Feb 05, 2016 11:30 AM EST

The Intercept Editor-In-Chief Reed Apologizes For Reporter's Actions

By R S Ali

The Intercept editor-in-chief Betsy Reed apologized to its readers in a note on The Intercept's website after ex-reporter Juan Thompson was discovered to have fabricates quotes and created fake mail accounts. A tweet elicited responses from readers as a link of the apology was published on Twitter.

The Intercept is an online publication that was founded by the billionaire eBay founder Pierre Omidyar. One of its writers, Glenn Greenwald, who writes mostly about national security issues, has won a Pulitzer Prize and is well known.
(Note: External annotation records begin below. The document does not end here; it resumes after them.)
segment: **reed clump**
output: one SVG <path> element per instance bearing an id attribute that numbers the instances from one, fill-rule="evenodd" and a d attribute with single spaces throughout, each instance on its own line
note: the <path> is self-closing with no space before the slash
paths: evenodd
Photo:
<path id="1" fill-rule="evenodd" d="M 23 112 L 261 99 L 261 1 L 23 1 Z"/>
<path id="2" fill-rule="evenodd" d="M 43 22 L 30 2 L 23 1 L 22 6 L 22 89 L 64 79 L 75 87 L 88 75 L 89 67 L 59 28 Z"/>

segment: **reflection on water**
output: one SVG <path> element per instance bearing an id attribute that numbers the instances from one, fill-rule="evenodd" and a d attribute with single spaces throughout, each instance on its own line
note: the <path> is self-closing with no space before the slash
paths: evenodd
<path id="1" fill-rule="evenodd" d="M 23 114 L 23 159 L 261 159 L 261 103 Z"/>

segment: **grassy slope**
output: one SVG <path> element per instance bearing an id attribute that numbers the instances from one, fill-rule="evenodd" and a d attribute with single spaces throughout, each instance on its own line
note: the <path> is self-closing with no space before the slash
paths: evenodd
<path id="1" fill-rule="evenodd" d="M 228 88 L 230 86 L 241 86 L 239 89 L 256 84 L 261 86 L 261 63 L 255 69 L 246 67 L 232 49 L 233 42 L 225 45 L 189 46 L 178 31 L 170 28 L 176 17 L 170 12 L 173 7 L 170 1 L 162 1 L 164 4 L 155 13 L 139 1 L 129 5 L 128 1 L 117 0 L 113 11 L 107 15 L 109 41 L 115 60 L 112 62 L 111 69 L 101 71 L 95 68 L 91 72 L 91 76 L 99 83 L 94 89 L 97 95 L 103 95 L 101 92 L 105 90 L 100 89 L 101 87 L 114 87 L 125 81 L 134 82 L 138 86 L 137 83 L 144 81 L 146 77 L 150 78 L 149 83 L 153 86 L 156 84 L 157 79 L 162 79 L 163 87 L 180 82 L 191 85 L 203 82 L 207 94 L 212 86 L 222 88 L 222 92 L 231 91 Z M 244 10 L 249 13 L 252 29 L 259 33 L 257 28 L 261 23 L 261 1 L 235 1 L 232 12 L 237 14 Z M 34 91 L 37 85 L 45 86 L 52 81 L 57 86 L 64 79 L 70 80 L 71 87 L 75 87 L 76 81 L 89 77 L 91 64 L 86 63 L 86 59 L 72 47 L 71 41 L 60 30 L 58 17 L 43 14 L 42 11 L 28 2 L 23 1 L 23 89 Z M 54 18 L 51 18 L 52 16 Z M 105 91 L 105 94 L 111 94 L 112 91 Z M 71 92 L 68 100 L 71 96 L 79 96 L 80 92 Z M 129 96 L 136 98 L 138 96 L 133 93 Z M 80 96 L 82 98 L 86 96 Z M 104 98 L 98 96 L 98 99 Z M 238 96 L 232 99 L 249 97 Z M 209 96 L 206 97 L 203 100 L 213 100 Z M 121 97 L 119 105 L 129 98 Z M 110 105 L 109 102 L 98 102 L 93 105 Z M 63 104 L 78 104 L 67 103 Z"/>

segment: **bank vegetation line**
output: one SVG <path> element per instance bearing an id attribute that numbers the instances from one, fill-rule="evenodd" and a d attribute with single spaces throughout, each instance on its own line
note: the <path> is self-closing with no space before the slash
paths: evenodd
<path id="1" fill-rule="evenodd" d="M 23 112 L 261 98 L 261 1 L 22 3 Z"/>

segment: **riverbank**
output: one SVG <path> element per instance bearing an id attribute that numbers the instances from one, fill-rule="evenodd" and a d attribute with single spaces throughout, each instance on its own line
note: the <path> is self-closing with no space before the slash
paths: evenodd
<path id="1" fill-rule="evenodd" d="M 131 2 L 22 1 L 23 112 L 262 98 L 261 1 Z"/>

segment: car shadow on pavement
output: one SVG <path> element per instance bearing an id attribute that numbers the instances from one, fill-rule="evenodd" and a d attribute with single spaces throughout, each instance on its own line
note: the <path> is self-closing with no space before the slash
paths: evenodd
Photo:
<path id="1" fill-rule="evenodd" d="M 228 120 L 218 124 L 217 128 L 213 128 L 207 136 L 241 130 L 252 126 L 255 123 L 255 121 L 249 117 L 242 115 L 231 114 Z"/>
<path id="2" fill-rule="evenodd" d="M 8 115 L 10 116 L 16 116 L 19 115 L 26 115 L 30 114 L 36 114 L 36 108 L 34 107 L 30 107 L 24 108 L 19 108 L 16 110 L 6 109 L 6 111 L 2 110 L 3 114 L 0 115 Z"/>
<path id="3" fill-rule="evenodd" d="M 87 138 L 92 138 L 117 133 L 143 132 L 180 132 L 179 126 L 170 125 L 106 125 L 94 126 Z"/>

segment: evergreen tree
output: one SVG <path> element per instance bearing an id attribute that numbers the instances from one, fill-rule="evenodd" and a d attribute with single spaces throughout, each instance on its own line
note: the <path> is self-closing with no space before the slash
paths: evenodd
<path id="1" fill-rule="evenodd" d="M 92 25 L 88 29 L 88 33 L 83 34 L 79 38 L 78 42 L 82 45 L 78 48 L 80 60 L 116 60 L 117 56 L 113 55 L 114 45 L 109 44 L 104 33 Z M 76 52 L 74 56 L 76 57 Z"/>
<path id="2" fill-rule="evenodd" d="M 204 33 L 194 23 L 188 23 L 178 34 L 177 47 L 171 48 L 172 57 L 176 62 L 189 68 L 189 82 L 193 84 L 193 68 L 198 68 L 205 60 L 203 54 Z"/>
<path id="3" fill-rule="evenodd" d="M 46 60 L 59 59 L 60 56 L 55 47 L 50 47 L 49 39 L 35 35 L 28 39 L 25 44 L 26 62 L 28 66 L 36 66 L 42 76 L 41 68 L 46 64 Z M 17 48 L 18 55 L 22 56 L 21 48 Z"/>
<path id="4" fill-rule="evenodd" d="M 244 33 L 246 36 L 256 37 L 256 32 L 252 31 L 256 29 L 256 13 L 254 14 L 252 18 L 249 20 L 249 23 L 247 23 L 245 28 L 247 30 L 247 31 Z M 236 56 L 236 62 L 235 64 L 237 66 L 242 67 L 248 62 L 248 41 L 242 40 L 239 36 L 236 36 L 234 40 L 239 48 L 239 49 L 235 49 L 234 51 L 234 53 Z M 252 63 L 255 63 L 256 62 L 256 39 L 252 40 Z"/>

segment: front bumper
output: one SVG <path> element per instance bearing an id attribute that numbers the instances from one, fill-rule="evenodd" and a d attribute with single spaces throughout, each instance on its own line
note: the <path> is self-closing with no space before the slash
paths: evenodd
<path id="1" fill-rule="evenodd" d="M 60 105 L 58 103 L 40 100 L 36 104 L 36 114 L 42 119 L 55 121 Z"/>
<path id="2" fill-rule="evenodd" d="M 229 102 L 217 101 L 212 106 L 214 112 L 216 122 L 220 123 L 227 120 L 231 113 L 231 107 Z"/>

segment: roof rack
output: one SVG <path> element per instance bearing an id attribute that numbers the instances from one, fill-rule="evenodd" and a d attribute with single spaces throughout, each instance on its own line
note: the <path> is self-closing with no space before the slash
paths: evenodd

The Intercept prides itself on bringing about transparency and accountability as it claims on its website, and on Feb. 2 it would appear that they did just that.

In a piece headed 'A Note to Readers' published last Tuesday, editor in chief Betsy Reed apologized for the actions of the reporter in question, Juan Thompson. She explained in a matter of fact way how Thompson had fabricated quotes from people who claimed he never interviewed them, and how he had said to have interviewed people that could not be found. It had been discovered that Thompson had created fake email accounts, including one in Reed's name.

As news of the notice went up on Twitter, most readers appreciated the grace with which The Intercept took responsibility. Some tweeted criticisms regarding ethical and journalistic practices of The Intercept, but overall the drama-free, transparent approach that the Intercept took seemed to have gone down well.

To correct the mistake, The Intercept retracted one story entirely and published corrections to a few more published by Thompson. The article that was retracted was based around an interview with Scott Roof, an alleged cousin of Dylann Roof. Dylann Roof awaits trial for murdering nine people in a church in Charleston last June. Scott Roof is quoted in the article to have said that Dylann Roof's racially motivated hatred goes back to a time when he was rejected by a girl in favor of a black man.

The Intercept published a retraction on top of the story that said no cousin of the name Scott Roof had been found to exist after talking with two members of Dylann Roof's family.

In the note, Ms Reed said that Thompson had not cooperated during the review, accepting blame for fabricating email accounts and messages but standing by his published work.

Editor in chief Reed ended the note by expressing regret over the situation, personally taking full responsibility and hoping to maintain the readers' trust by producing journalism they can be proud of.